Differentiated Timeouts: TLS handshake timeout was set to 2 seconds while read timeouts remained longer, so the application fails fast on connection pressure.
Circuit Breaker: When the timeout rate exceeds 5%, the breaker opens and pauses new requests for 30 seconds, spreading load across remaining capacity.
Retry Visibility: Custom metrics record retry counts and latency buckets so we can correlate backoff behavior with customer-facing errors.
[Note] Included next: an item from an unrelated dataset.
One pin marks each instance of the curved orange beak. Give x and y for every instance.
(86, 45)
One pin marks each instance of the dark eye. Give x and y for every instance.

Spikes in TCP_Client_Reset_Count trigger alerts before customer impact.

What Won’t Work

Force Scaling the NLB: NLBs do not expose manual scale knobs; additional subnets or cross-zone balancing do not resolve noisy neighbor contention.
Dedicated Hardware Migration: AWS does not offer instant migration of an NLB to dedicated hardware; retries remain the only practical stopgap.

Architecture Overview

Route 53 (weighted records)
  ├─ ALB shard 1 ─ target group A ─ ECS service payments
  ├─ ALB shard 2 ─ target group B ─ ECS service payments
  └─ ...

NLB ─ TLS 443 listener ─ target group TLS ─ ECS service edge-proxy

Each ALB shard carries an identical rule set and WAF association.
Weighted routing is monitored with Route 53 health checks; unhealthy ALBs drop out automatically.
ECS services export standard ECS_CONTAINER_METADATA_URI_V4 metrics so we can correlate container restarts with load balancer events.

Operational Guardrails

Load Test Playbook: Document the validation steps (Route 53 weighting, cache priming, autoscaling alarms) and rehearse them before each peak event.
Error Budget Policy: Invest in mitigation work (retry libraries, graceful shutdown) when ELB 50X or timeout errors consume more than 20% of the monthly error budget.
Chaos Scenarios: Regularly simulate deregistration events by draining random tasks to confirm the retry logic and backoff behave as expected.

Takeaways

ALB scale-out can be disruptive; isolate workloads with multiple ALBs and aligned draining settings.
NLB noisy neighbors are unavoidable without AWS intervention; robust retry logic and jitter are your best defense.
Observability and rehearsed playbooks keep engineers ahead of customer-impacting incidents.

Use these lessons to prepare your own ELB stacks for stress tests before the next peak season arrives.